The key is being specific enough that the person only has to say yes or no, not organize help on your behalf.
Keep Including Them Socially
One of the quieter losses of dialysis is social isolation. Between treatment days, recovery time, and dietary restrictions, it’s easy for invitations to dry up. People stop asking because they assume the answer will be no, or they worry about being insensitive. But being left out feels worse than being invited and having to decline.
When you do invite someone on dialysis to a meal or gathering, a small amount of awareness goes a long way. People on dialysis often need to limit fluids, sometimes quite strictly. They may also need to avoid high-potassium foods like bananas, oranges, and tomatoes, or high-phosphate foods like dairy and processed meat. You don’t need to memorize all of this. Just ask, “Are there foods I should keep in mind?” and let them guide you. Involving family members in dietary conversations also helps, since managing these restrictions is easier when the people around you understand them.
Beyond food, think about timing and energy. If your friend has dialysis on Monday, Wednesday, and Friday mornings, a Friday evening dinner might be rough. A Saturday lunch could be much more doable. Flexibility with plans shows you’re thinking about their reality, not just your calendar.
Recognize the Two Types of Dialysis
Not everyone on dialysis goes to a clinic. Hemodialysis, the more common form, typically happens at a dialysis center on a fixed schedule. But peritoneal dialysis is done at home, usually four times a day with exchanges that take 30 minutes to an hour each, plus a longer overnight session. People on peritoneal dialysis have more scheduling flexibility, but they’re also managing their treatment every single day with no days off.
This distinction matters for how you show up. A friend on hemodialysis might appreciate help on treatment days and recovery days. A friend on peritoneal dialysis might need support that accounts for the constant, daily nature of their routine. Either way, asking “What does a typical week look like for you?” is a respectful way to understand their specific situation without making assumptions.
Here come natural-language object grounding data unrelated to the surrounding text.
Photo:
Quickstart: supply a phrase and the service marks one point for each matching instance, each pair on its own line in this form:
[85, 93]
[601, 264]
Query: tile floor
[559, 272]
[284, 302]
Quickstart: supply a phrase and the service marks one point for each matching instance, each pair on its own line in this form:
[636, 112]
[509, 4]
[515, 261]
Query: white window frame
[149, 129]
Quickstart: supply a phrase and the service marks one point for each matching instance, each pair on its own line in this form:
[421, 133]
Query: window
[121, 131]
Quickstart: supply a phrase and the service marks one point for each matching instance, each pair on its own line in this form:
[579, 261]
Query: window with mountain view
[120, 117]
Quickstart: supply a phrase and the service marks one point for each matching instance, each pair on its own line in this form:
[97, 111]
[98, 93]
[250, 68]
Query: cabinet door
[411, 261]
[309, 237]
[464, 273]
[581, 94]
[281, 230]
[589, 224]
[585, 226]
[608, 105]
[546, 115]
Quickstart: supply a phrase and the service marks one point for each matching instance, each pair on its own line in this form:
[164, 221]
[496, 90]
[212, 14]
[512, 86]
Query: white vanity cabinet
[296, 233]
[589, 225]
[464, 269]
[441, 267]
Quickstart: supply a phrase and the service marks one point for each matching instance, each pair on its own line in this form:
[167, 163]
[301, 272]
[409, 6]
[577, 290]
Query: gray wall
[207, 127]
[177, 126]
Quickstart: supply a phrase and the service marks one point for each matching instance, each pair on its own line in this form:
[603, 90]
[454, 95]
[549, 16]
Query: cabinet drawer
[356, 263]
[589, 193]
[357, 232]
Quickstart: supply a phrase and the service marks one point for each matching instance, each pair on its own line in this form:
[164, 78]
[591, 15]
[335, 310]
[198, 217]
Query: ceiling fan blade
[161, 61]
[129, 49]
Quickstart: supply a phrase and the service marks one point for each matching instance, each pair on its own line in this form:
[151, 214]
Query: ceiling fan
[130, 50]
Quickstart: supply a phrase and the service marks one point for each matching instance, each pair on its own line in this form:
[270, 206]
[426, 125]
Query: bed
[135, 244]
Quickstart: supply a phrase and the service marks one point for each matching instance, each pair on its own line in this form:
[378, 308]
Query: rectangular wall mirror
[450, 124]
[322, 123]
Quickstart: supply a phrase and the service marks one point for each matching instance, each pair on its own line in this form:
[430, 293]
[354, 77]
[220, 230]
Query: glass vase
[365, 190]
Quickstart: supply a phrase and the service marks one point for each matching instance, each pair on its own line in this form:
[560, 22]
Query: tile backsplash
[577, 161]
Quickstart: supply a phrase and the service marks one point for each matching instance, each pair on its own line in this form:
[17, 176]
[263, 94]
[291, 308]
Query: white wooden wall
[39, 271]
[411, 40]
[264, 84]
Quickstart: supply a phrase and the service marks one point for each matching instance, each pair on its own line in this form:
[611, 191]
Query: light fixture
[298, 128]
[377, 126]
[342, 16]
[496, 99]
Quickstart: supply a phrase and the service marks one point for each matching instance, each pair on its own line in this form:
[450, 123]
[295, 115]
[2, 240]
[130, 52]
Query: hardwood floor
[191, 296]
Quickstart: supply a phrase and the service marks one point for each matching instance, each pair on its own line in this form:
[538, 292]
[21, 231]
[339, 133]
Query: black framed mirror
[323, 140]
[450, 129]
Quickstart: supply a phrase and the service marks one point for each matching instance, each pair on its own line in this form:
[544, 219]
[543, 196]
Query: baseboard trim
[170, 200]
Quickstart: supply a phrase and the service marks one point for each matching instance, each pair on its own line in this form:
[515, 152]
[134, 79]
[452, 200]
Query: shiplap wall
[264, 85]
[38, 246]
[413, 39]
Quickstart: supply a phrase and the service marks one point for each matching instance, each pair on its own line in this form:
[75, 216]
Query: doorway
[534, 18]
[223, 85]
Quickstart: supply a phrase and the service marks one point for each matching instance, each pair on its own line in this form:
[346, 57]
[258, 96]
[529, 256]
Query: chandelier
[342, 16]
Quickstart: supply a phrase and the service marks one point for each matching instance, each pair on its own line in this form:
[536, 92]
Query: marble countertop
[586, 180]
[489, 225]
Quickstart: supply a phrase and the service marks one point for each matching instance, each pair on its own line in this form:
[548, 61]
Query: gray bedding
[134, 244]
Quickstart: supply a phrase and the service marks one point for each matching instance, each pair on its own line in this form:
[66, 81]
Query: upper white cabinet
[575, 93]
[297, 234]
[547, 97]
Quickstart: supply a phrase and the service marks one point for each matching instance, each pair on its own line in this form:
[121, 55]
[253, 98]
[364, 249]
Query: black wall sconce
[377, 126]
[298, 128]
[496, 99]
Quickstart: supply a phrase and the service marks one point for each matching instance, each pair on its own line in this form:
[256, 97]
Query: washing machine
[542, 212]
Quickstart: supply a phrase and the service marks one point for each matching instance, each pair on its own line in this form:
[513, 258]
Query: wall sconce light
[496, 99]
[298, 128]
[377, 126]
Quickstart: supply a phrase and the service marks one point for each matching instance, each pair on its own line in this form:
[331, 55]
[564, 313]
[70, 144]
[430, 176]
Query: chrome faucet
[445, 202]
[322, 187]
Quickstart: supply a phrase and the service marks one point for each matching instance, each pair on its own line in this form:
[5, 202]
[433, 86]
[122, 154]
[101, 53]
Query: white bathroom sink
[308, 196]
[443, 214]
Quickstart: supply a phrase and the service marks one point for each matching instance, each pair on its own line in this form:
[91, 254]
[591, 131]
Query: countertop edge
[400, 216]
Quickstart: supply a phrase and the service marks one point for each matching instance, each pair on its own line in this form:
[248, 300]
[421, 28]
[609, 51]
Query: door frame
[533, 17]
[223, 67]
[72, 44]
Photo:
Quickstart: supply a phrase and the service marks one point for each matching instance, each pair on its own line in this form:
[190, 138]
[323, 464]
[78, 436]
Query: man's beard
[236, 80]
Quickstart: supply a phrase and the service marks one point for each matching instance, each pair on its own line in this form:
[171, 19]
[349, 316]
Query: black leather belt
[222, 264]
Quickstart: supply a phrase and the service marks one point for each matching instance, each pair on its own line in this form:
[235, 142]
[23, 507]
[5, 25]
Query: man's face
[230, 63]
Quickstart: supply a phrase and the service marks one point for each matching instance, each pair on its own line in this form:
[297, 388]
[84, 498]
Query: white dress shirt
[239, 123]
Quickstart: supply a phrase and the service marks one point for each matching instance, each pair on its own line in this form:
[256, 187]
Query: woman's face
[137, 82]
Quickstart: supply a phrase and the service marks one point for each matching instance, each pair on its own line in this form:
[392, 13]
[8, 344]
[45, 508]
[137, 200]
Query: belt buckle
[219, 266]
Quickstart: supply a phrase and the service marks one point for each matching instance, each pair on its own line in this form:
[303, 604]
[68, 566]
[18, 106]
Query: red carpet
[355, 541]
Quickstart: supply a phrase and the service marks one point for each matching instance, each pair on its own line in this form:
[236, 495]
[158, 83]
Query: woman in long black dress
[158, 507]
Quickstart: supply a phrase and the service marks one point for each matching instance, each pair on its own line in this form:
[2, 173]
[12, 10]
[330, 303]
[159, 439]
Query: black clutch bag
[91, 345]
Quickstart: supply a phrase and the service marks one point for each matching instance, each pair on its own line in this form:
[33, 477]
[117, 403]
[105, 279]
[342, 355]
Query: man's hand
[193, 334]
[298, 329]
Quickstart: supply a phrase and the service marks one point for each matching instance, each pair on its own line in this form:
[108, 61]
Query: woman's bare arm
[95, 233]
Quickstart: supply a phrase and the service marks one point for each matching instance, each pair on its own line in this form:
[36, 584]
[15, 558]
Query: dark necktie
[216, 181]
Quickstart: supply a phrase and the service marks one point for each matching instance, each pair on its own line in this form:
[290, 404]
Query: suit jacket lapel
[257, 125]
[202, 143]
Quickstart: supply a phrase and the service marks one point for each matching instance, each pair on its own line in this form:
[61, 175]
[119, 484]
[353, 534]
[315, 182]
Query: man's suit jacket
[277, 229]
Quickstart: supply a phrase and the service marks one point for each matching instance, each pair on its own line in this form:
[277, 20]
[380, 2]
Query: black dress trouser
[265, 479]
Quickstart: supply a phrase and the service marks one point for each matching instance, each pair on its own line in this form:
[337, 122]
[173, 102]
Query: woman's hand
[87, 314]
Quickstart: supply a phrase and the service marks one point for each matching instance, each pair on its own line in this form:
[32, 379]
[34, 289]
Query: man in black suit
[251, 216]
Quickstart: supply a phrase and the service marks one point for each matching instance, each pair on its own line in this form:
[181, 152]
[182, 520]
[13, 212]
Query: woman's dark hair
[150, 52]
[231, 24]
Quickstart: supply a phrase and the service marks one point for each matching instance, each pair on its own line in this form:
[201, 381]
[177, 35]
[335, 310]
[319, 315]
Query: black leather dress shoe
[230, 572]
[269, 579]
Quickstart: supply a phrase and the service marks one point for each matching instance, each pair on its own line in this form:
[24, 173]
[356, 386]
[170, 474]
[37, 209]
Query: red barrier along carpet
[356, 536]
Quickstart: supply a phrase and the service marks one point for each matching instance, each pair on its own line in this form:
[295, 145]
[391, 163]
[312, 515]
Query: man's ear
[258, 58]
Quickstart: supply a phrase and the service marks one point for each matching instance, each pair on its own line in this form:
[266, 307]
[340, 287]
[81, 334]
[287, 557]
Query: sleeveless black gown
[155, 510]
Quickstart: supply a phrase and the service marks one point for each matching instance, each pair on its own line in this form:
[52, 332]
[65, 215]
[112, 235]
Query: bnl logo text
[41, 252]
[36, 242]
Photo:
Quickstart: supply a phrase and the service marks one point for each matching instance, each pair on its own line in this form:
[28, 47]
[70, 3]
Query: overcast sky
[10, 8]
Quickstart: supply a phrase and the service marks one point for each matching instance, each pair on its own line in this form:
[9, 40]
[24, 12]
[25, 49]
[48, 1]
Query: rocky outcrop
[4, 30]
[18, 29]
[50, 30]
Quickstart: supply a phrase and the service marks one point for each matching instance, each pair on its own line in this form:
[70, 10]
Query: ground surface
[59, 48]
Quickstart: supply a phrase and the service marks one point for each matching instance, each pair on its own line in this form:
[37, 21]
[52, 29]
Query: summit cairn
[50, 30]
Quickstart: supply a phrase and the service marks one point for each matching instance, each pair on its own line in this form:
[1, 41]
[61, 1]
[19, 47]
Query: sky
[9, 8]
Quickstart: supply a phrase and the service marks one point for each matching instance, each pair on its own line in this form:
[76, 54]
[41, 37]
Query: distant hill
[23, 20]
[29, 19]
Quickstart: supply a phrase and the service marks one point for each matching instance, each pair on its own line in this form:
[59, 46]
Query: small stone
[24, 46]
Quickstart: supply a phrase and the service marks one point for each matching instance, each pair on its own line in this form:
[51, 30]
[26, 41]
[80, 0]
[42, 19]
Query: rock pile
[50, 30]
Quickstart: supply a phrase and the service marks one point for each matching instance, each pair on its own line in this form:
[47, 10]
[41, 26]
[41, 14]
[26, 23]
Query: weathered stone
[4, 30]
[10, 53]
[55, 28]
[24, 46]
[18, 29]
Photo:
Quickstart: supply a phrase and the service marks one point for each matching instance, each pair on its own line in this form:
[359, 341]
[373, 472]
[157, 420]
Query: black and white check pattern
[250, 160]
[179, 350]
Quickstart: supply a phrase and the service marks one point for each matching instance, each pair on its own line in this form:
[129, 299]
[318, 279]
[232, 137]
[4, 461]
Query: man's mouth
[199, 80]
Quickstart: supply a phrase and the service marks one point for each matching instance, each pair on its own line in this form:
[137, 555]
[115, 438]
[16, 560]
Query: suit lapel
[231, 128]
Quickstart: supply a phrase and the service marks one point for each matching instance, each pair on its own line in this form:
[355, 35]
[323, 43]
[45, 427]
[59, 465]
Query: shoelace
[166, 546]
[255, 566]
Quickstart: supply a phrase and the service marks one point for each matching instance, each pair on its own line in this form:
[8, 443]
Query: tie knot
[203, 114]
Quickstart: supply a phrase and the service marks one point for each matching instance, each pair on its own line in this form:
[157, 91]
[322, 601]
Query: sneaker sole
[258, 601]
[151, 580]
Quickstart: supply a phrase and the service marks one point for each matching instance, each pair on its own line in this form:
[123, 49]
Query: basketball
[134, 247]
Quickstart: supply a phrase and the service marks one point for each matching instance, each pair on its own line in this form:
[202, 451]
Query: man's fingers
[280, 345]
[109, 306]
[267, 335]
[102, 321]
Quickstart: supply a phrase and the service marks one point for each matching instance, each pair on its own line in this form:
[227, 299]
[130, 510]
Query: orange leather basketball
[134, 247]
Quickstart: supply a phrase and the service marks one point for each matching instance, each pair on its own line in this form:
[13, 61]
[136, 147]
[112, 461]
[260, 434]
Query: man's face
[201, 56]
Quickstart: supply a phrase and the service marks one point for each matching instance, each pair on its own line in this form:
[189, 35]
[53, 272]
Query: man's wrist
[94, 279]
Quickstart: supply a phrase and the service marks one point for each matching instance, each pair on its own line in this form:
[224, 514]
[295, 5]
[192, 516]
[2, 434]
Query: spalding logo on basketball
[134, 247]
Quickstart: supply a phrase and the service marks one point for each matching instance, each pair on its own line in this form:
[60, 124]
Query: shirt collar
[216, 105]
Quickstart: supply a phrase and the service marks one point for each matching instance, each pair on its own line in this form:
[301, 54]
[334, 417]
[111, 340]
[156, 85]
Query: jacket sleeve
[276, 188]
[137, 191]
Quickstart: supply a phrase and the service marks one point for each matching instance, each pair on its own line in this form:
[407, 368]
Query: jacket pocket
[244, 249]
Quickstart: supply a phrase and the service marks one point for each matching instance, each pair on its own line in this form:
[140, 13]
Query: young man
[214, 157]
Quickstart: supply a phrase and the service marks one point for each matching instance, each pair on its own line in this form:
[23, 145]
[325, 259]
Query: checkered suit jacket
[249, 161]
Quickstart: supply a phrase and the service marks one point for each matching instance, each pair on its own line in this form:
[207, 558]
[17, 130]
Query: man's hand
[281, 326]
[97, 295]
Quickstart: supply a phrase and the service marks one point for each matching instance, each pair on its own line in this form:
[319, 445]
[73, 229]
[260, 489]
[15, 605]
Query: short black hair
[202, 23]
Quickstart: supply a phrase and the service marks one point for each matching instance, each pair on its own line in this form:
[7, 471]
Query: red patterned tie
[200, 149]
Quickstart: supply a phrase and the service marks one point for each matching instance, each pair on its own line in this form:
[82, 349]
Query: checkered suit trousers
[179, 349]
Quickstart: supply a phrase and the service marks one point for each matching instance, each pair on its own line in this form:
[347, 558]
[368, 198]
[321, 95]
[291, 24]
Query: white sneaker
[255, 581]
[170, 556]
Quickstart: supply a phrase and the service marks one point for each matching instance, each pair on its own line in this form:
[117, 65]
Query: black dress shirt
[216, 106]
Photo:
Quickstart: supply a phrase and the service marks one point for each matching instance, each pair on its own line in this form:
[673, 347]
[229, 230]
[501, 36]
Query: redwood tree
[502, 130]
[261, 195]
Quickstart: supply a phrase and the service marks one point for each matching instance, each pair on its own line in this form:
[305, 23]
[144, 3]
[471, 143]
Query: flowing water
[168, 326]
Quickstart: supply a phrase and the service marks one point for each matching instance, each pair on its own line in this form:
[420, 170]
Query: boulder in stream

The Long Game Matters Most
Dialysis isn’t a short-term crisis. It’s an ongoing, indefinite part of someone’s life. The friends and family members who make the biggest difference are the ones who show up consistently, not just in the first few weeks after diagnosis. A text on treatment day, a meal dropped off once a month, or simply continuing to call and make plans sends a message that no single conversation can: you’re not going anywhere, and their life still matters to you beyond their diagnosis.
You don’t need a script. You need patience, consistency, and the willingness to sit with someone in a hard situation without rushing to make it better. That, more than any perfect phrase, is what people on dialysis say they remember.